Educated, Engaged and Excited: The Power of the Black Female Consumer

October 4, 2012  |  

Black women spend a lot of money and companies should be vying for their business with quality products and marketing that’s crafted to appeal to them. Goes without saying right? Wrong.

Early last week, we reported on new findings from The National Newspaper Publishers Association (aka Black Press of America) and Nielsen predicting that black buying power will total $1.1 trillion in 2015. Today, Advertising Week hosted a panel, “She’s Gonna Have It: Black Women, Their Money, Their Mindset, And Their Motivators” that dealt with the reality of the black female consumer and what companies should be doing to win her over.

The discussion opened with a few facts and figures about the black female market. Among them:

-Between 1991 and 2000, the number of black women getting a college degree rose 172 percent.
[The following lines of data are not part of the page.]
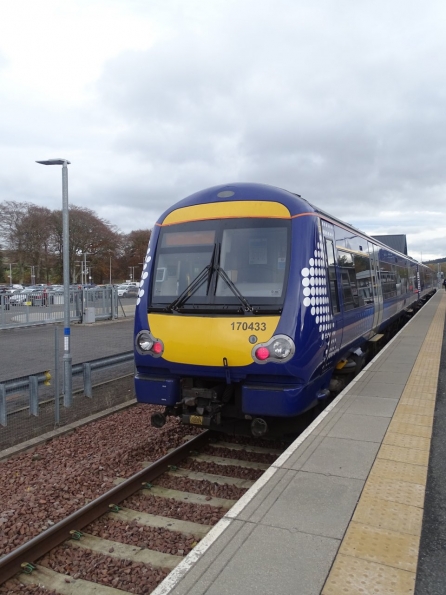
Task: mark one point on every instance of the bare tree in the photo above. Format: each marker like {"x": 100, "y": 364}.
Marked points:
{"x": 88, "y": 235}
{"x": 133, "y": 249}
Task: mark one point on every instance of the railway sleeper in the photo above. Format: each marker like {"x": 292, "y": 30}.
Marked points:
{"x": 122, "y": 551}
{"x": 203, "y": 476}
{"x": 183, "y": 496}
{"x": 225, "y": 462}
{"x": 53, "y": 581}
{"x": 188, "y": 528}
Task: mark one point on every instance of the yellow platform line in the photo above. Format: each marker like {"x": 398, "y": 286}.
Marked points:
{"x": 379, "y": 551}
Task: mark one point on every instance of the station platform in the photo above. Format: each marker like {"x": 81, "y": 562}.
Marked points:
{"x": 341, "y": 511}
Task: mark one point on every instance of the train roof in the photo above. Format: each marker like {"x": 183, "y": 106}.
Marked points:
{"x": 295, "y": 203}
{"x": 244, "y": 191}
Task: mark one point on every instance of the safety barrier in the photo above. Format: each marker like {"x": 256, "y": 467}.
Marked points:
{"x": 32, "y": 383}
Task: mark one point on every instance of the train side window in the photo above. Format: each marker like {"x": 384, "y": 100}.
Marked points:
{"x": 332, "y": 276}
{"x": 349, "y": 284}
{"x": 388, "y": 279}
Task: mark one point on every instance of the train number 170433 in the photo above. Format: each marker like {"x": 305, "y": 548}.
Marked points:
{"x": 248, "y": 326}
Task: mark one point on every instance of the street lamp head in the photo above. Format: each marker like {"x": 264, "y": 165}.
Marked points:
{"x": 58, "y": 161}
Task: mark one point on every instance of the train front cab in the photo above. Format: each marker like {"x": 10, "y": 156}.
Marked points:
{"x": 214, "y": 310}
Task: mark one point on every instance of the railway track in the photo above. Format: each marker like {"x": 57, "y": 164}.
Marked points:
{"x": 131, "y": 537}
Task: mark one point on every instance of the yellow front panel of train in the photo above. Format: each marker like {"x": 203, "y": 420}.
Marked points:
{"x": 205, "y": 341}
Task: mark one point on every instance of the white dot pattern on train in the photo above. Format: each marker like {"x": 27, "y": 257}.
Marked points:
{"x": 144, "y": 275}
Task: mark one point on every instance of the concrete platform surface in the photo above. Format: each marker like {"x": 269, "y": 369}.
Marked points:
{"x": 341, "y": 511}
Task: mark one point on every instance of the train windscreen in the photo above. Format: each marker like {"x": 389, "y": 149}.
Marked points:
{"x": 222, "y": 263}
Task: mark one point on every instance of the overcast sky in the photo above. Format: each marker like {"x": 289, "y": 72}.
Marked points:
{"x": 341, "y": 101}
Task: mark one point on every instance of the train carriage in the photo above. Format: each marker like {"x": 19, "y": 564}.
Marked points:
{"x": 253, "y": 302}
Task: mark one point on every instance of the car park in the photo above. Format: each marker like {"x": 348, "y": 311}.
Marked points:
{"x": 20, "y": 297}
{"x": 4, "y": 298}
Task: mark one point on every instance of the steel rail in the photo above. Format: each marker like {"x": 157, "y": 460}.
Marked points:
{"x": 40, "y": 545}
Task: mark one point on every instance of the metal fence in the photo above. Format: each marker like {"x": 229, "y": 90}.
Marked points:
{"x": 41, "y": 307}
{"x": 31, "y": 377}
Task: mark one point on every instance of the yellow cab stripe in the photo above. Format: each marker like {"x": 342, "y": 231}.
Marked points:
{"x": 206, "y": 340}
{"x": 228, "y": 210}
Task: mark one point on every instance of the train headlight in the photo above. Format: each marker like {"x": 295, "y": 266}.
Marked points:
{"x": 146, "y": 344}
{"x": 279, "y": 350}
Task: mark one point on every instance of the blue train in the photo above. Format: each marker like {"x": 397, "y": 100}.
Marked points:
{"x": 254, "y": 305}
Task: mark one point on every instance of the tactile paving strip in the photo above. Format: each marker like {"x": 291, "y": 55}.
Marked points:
{"x": 379, "y": 552}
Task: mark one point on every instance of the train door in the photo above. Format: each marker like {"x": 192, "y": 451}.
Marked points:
{"x": 377, "y": 288}
{"x": 334, "y": 336}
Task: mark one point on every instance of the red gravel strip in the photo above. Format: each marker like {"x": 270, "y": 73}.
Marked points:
{"x": 199, "y": 486}
{"x": 40, "y": 488}
{"x": 82, "y": 564}
{"x": 227, "y": 470}
{"x": 184, "y": 511}
{"x": 152, "y": 538}
{"x": 242, "y": 455}
{"x": 13, "y": 586}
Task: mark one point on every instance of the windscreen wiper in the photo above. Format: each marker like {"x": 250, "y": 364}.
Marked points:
{"x": 247, "y": 306}
{"x": 194, "y": 286}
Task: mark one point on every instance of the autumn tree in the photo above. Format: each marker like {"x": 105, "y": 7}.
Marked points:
{"x": 89, "y": 235}
{"x": 26, "y": 235}
{"x": 133, "y": 248}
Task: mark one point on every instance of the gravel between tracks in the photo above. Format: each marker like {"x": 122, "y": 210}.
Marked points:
{"x": 40, "y": 488}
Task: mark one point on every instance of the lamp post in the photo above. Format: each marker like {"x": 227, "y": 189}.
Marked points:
{"x": 67, "y": 359}
{"x": 10, "y": 272}
{"x": 110, "y": 253}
It rose another 50-plus percent through 2011. “These women are poised to make a lot of money,” said panelist Cynthia Perkins-Roberts, VP of multicultural marketing for the Cabletelevision Advertising Bureau.

-Despite the high levels of unemployment in the black community brought on by The Great Recession, incomes are still rising.

-Thirty-eight percent of black households are led by women.

-“Social media is the game changer when you talk about black women. They are early adopters,” said Alisha Joseph, VP of diverse segments for Wells Fargo.

“Black women need to be marketed to differently because the composition of their households are different,” added Perkins-Roberts. Or, to use a quote that Camille Leak, senior consultant at The Futures Company, posted on the video screens, “Black people are not dark-skinned white people.” (That comes from Tom Burrell, founder of Burrell Communications, BTW, and was met with cheers from the largely female though diverse audience.)

It has always been the case that when you’re reaching diverse markets, you have to use diverse tactics. But that hasn’t always been the practice at companies and brands. Oftentimes, advertising for the black community is same thing used for the mainstream market with a black actor cast to play the lead role. The message is still irrelevant.

Just yesterday, Pamela El, State Farm’s VP of marketing and one of the most influential marketing execs in the industry (as determined by Ad Age) called the way that she’s pitched by the ad agencies seeking her business “infuriating.”

“”It’s so irritating when agencies walk in the door and they feel that they have to bring a black person — and we all know that they don’t have any — so they bring in the intern to present to me,” Business Insider quotes El.

Now that the spending power of black women is being recognized, brands are seeing the value of having a better understanding of this consumer group.

“There needs to be more people of color in the board rooms and companies need to push the insights,” said Perkins-Roberts. “There’s a push now even in the black community to tell the story from a business rationale.”

Those insights acknowledge the unique qualities of black women, something, Leak points out, companies may have been nervous about for fear of being offensive. Because of that, they’re missing out on chances to move product. “A lot of large companies left a lot of money on the table by not getting on the natural hair movement early on,” said Marcia Cole, CEO of Ivy Digital, a digital marketing company.

At the same time, our moderator, Essence and New York Times journalist Lola Ogunnaike, asked whether stereotypes are getting in the way of effectively interacting with black women. In other words, when companies do reach out to black female consumers, they’re going in with the idea that, for instance, black women are “sad” or “lonely.” Actually, they’re quite the opposite. Other info compiled by Leak shows that black women are optimistic, want to enjoy life, look for ways to engage with their communities, seek to show their individuality, and, overall, want to be excited.

The buying power of black women is forcing companies to pay attention to the needs and desires of this community. Those that don’t will get left behind.